Cumartesi, Aralık 14, 2002
orada bulundum. onları gördüm. acısından ve pişmanlığından geçtim. evet belki ruhum daha yaşlı bazı insanlara göre ama bunun hiç kimseye bir faydası yok, hiç bir şeyi değiştirmiyor. o zaman neye yarar yaşadığım bütün acılar? hala neyin cezasını çekiyorum? nedir beni izleyen bu lanetin sebebi? kim söyleyebilir bana bunu kim?
aslinda hiç biri gerçek degil. yasanan her sey, uzun hos bir rüyaydi evet. her sey bir rüyaydi. hani su uyanip da ah keske gerçek olsaydi dedigimiz rüyalardan. hani su içimizde burukluk birakan rüyalardan. hemen unutulmasi gereken rüyalardan. hepsi bos hayallerdi. gündüz düsleriydi yalnizligimin. ve hepsi ufacik bir esintiyle savrulup gittiler. gücüm yetmedi onlari kurtarmaya. hepsi gittiler ve ben yine yalnizim. yine yeniden yalnizim. hepsinin yalanci rüya parçalari olduguna inanmaliyim. ancak böyle yasamima devam edebilirim.
Perşembe, Aralık 12, 2002
Çarşamba, Aralık 11, 2002
önce salatalıkları güzelce rendeleyelim ve dolaba koyalım. sonra aldığımız saf kepe ununu, sütle karıştıralım. saçlarımızı topladıktan sonra, yüzümüzü sıcağa yakın ılık suyla yıkayalım. kepekli sütlü maskeyi yüzümüze sürelim. uzanalım bir yere ve dolaptan çıkartığımız rendelenmiş salatalığı gözlerimize koyalım. hafif bir tütsü yakalım, sakin bir müzik açalım ve durup varoluşumuzun tadına varalım.
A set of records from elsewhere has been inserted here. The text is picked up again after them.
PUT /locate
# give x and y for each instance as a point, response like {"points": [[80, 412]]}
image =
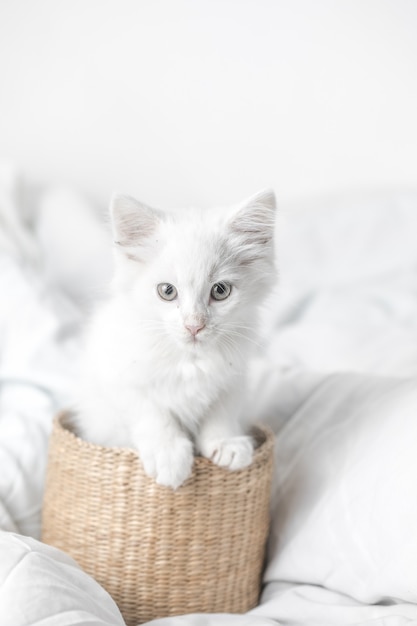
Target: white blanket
{"points": [[339, 387]]}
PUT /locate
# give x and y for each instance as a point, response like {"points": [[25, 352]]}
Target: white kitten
{"points": [[167, 354]]}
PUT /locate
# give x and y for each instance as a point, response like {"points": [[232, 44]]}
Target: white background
{"points": [[183, 102]]}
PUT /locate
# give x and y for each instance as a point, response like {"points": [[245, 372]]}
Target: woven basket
{"points": [[159, 552]]}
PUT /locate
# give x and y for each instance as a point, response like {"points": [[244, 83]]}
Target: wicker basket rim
{"points": [[262, 434]]}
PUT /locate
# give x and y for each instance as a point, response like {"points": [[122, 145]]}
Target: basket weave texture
{"points": [[159, 552]]}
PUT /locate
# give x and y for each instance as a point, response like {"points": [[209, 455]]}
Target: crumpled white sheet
{"points": [[342, 549]]}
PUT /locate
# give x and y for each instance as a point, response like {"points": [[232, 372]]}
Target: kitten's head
{"points": [[195, 277]]}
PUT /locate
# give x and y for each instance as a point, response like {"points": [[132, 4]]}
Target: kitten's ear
{"points": [[132, 221], [254, 224]]}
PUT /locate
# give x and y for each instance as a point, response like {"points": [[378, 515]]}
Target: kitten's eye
{"points": [[221, 291], [167, 291]]}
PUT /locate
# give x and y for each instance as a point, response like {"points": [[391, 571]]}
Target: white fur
{"points": [[150, 384]]}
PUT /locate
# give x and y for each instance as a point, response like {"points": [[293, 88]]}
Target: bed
{"points": [[337, 383]]}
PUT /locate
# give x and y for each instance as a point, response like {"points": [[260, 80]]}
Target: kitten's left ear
{"points": [[254, 223], [133, 222]]}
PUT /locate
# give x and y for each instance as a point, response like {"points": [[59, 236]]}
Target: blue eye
{"points": [[220, 291], [166, 291]]}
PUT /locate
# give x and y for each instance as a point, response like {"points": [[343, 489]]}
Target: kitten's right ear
{"points": [[132, 221]]}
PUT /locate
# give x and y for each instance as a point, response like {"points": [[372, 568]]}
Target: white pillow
{"points": [[345, 504], [42, 585]]}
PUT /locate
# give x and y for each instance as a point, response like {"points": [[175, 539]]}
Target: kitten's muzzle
{"points": [[194, 329]]}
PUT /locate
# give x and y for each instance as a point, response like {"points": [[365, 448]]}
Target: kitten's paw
{"points": [[233, 453], [169, 463]]}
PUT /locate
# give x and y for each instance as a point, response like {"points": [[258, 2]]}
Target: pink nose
{"points": [[194, 329]]}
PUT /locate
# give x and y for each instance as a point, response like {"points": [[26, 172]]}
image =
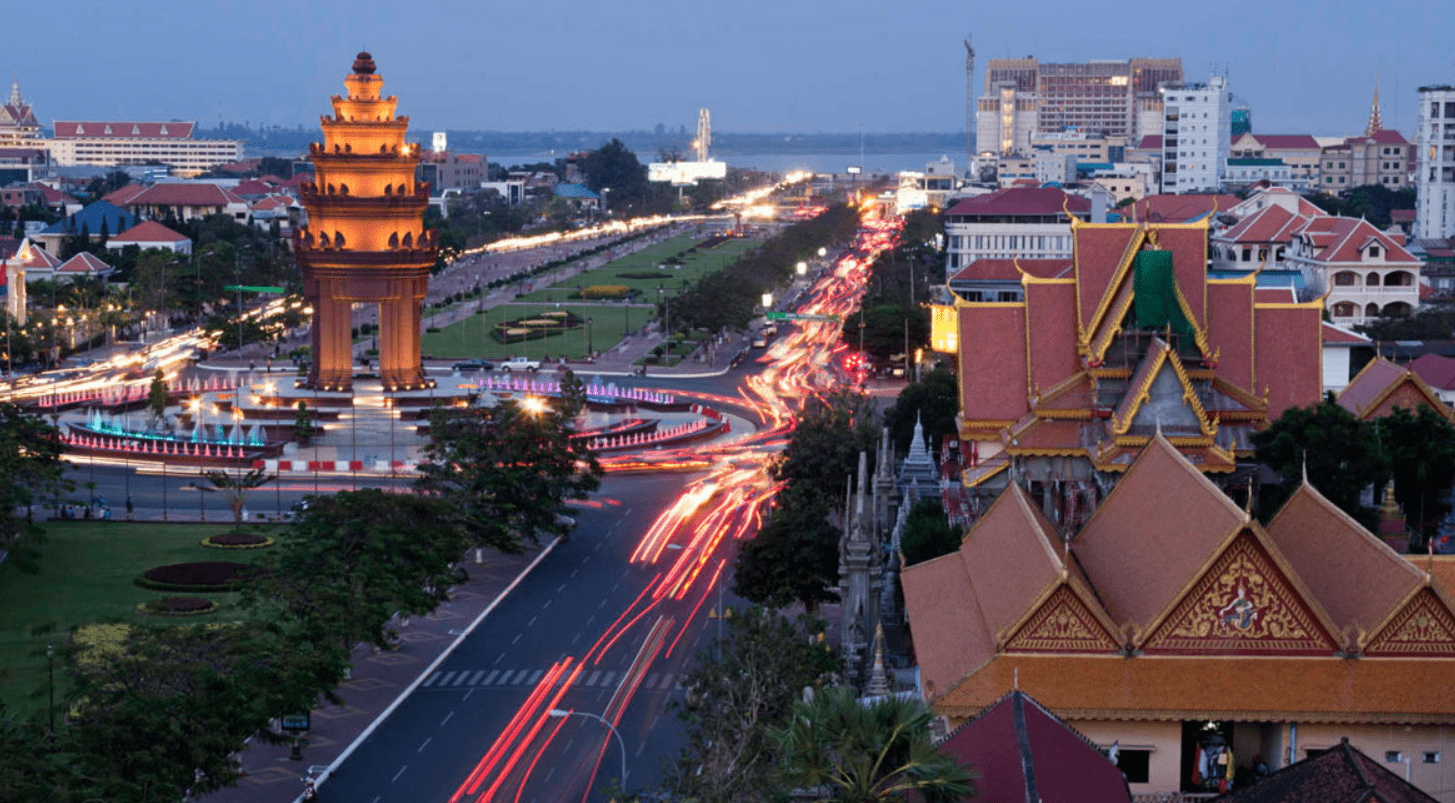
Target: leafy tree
{"points": [[357, 557], [934, 400], [1342, 456], [236, 486], [1422, 458], [793, 557], [929, 533], [866, 754], [736, 690], [29, 466], [509, 470]]}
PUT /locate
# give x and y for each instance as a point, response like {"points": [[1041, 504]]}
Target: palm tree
{"points": [[851, 752]]}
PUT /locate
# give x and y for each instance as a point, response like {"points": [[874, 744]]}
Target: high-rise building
{"points": [[1106, 98], [1196, 136], [1435, 175]]}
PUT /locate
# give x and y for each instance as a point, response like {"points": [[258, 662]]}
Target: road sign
{"points": [[255, 288], [799, 316]]}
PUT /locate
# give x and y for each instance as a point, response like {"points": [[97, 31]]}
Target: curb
{"points": [[427, 671]]}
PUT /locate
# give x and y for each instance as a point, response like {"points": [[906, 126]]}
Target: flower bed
{"points": [[237, 541], [208, 575], [178, 607]]}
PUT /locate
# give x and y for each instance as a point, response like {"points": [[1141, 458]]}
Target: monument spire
{"points": [[1375, 124]]}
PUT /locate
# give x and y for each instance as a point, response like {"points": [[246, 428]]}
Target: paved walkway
{"points": [[379, 681]]}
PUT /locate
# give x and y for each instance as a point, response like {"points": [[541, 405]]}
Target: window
{"points": [[1135, 764]]}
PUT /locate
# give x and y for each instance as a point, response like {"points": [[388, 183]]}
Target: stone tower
{"points": [[365, 242]]}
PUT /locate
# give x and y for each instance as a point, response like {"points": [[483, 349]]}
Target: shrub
{"points": [[208, 575]]}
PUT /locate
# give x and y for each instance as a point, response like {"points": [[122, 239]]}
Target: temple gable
{"points": [[1243, 604], [1423, 627], [1062, 623]]}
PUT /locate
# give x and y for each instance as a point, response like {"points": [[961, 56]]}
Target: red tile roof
{"points": [[1004, 269], [149, 232], [1436, 371], [1358, 578], [72, 130], [1161, 506], [175, 194], [1022, 201], [1022, 751]]}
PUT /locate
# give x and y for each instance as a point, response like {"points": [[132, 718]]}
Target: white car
{"points": [[520, 364]]}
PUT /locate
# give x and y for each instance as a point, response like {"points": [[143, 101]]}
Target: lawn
{"points": [[85, 576]]}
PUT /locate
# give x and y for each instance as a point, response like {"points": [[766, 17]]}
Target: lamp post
{"points": [[560, 713]]}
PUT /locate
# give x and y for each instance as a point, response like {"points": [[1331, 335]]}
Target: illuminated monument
{"points": [[365, 242]]}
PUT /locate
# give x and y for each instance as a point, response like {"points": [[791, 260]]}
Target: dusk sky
{"points": [[760, 66]]}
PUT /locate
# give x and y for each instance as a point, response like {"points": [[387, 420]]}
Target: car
{"points": [[472, 365], [520, 364]]}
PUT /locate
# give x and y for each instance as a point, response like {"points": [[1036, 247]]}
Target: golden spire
{"points": [[1375, 124]]}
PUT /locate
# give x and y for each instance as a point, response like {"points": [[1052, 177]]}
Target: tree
{"points": [[1340, 454], [934, 400], [355, 559], [29, 466], [854, 752], [157, 397], [736, 690], [793, 557], [236, 486], [929, 533], [509, 470], [1422, 458]]}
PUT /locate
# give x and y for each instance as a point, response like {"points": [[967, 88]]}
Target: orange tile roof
{"points": [[1078, 687], [1356, 576], [1166, 508], [1004, 565]]}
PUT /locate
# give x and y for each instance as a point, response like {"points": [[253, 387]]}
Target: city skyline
{"points": [[763, 69]]}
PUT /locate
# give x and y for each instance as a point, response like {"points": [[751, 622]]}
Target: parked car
{"points": [[472, 365], [520, 364]]}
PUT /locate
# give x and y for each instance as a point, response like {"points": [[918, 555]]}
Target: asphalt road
{"points": [[432, 744]]}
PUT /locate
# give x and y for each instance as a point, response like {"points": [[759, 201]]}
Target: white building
{"points": [[1025, 223], [1435, 154], [1196, 136], [111, 144]]}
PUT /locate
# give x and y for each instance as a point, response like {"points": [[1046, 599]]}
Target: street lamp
{"points": [[560, 713]]}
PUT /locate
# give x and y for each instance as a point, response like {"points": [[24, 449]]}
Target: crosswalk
{"points": [[598, 678]]}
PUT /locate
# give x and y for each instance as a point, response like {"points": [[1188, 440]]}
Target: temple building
{"points": [[1173, 626], [365, 242], [1070, 367]]}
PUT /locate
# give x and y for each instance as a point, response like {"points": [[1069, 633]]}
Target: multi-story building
{"points": [[1109, 98], [1375, 159], [111, 144], [1435, 176], [1300, 152], [1026, 223], [1196, 137], [1366, 272]]}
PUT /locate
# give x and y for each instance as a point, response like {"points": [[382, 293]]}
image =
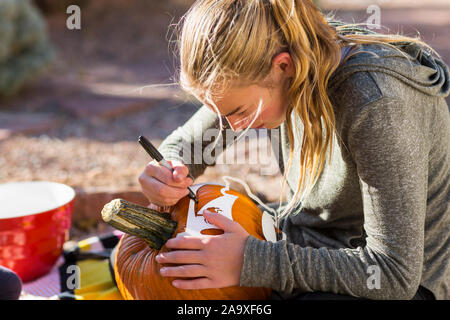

bir film tanıtımı için hazırladıkları internet sitesinde kullanılmak üzere bir snuff movie çeken 2 genç, yanlışlıkla arkadaşlarının ölümüne neden oldu. filmde rol alan genç kızın, başının lavabo kenarlarına çarpması ve boğazına dolanan ipin haddinden fazla sıkılması sonucu oksijensiz kalarak ve beyin kanaması geçirerek öldüğü belirlendi. kızın yakınları bu durumdan şirketin sahibini sorumlu tutuyor. sanat filmleri dağıtıyoruz diye ortaya çıkan film şirketinin büyük bir şiddet ağının türkiye ayağı olduğu ve bu durumu maske olarak kullanarak filiz gibi türk kızlarının kanlarına girdikleri öğrenildi.
Salı, Aralık 10, 2002
Pazartesi, Aralık 09, 2002
Pazar, Aralık 08, 2002
raflarda eskimiş kitaplar vardı. artık yaşamsal değeri bulunmayan kitaplar. onların geçerliliğini kaybettiğini hissettiğimde rafların arkasında kalan ve işime yarayacak kitapları ortaya çıkartmam gerekti. bunun tek yolu da hepsini raftan indirmemdi. hepsini indirdim raftan. şimd, yerler kitap dolu. bi sürü kitap. okunmuş, hiç okunmamış, hiç okumasaymış keşke bi sürü kitap. o kadar dağınık ki ortalık, hangi kitap ön sıraya hangisi arka sıraya konmalı bilmiorum. herhangi bi sorun çıktığında bakmam gereken kitaplar nerede bilemiorum. yaşama yöntemimi kaybettim.
Çarşamba, Aralık 04, 2002
Pazartesi, Aralık 02, 2002
dün gece çağrıyla konuştuktan sonra kendimi çok tuhaf hissettim. son bi senedir yaşamı kaldırmamı sağlayan şeyi kaldırıp çöpe attı. kendime denize düşüp can simidine sarıldığını sanmış ama bu kadar zaman sonra o sarıldığı can simidinin dana gibi bi yılan olduğunu farkettii için panie kapılmış biri gibi hissediyorum. artık yılan olduğunu biliorum. ona sarılamam. ama neye sarılacağımı bilmiyorum da.